In this episode, we run NETINT VPUs inside Akamai Cloud and push them across live and just-in-time workflows—multi-codec ABR (AV1/H.264/HEVC), synchronization, DRM, and low-latency packaging included.

We start with deployment trade-offs: on-prem cards (control like a tuned sports car), cloud resources (on-demand like a taxi), portable containers, and Kubernetes for orchestration and autoscaling. With VPUs available in-region on Akamai, you cut CPU burn, lower watts per stream, and keep compute close to contribution or audience—ideal for local ingest, regional ad splicing, anti-piracy, and edge turnarounds.

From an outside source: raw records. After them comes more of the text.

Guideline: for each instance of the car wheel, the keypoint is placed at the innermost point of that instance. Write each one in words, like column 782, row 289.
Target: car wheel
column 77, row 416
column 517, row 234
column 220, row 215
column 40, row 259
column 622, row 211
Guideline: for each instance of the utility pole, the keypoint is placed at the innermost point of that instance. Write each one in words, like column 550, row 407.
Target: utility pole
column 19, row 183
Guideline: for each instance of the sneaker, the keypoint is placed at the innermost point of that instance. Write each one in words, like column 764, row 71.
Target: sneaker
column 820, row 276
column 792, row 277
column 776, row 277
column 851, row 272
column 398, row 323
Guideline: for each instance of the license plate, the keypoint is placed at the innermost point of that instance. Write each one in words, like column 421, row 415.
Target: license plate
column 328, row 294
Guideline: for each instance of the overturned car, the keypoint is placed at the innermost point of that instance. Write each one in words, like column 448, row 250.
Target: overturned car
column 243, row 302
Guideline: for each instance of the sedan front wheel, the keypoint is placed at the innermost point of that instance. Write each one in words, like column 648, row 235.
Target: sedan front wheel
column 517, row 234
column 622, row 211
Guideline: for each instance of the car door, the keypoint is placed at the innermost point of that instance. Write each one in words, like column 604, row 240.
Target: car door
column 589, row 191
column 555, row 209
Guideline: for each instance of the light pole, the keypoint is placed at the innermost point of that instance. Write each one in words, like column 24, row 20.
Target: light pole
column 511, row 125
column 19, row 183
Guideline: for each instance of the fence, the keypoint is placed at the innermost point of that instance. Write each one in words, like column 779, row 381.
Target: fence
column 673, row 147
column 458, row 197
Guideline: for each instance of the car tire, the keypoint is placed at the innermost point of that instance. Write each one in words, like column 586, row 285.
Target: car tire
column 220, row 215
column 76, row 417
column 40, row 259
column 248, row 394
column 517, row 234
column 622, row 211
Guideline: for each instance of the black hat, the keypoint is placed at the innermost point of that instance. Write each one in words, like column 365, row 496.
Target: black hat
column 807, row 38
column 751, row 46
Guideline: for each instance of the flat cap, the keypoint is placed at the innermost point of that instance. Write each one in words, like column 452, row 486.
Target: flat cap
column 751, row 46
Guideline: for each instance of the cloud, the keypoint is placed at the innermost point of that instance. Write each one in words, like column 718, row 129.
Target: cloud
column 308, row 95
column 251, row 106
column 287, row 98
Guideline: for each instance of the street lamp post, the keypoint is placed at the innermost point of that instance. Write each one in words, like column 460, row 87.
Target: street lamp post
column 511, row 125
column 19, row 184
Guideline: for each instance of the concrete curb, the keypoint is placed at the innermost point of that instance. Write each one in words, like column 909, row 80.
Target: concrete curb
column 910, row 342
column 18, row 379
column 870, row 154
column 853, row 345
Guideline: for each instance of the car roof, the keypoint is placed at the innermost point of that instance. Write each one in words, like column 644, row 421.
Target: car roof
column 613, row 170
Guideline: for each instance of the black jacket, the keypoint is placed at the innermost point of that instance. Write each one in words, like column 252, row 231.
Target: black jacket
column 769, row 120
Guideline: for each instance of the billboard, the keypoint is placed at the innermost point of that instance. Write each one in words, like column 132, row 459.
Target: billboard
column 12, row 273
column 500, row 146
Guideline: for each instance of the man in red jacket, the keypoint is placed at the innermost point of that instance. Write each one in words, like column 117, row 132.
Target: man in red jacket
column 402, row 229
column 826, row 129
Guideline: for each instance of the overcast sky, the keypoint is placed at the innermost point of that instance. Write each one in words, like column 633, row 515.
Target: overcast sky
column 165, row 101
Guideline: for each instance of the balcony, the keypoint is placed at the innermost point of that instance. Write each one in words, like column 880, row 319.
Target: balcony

Then we get hands-on. Scalstrm launches a live channel with a single API call—multicast in, three profiles out, catch-up enabled—in a couple of seconds. Advanced toggles cover time-shift TV, HLS/DASH, low-latency, trick play, iframe playlists, DRM, and ad insertion. Robust monitoring and analytics surface sync issues early to avoid blind troubleshooting. For VOD, we flip to just-in-time: store the top profile, regenerate lower rungs on demand, and save ~50–60% storage—while enabling instant ad asset playout.

For builders, we walk the Kubernetes path: provision a cluster in Frankfurt, label nodes for NETINT VPUs, deploy drivers from Git, wire up object storage, and run a pod that watches a bucket and invokes FFmpeg with hardware acceleration. We generate Apple’s ABR ladder across AV1/H.264/HEVC and finish a 5.5-minute asset in under four minutes—setup included—while power draw rises smoothly from idle without spikes.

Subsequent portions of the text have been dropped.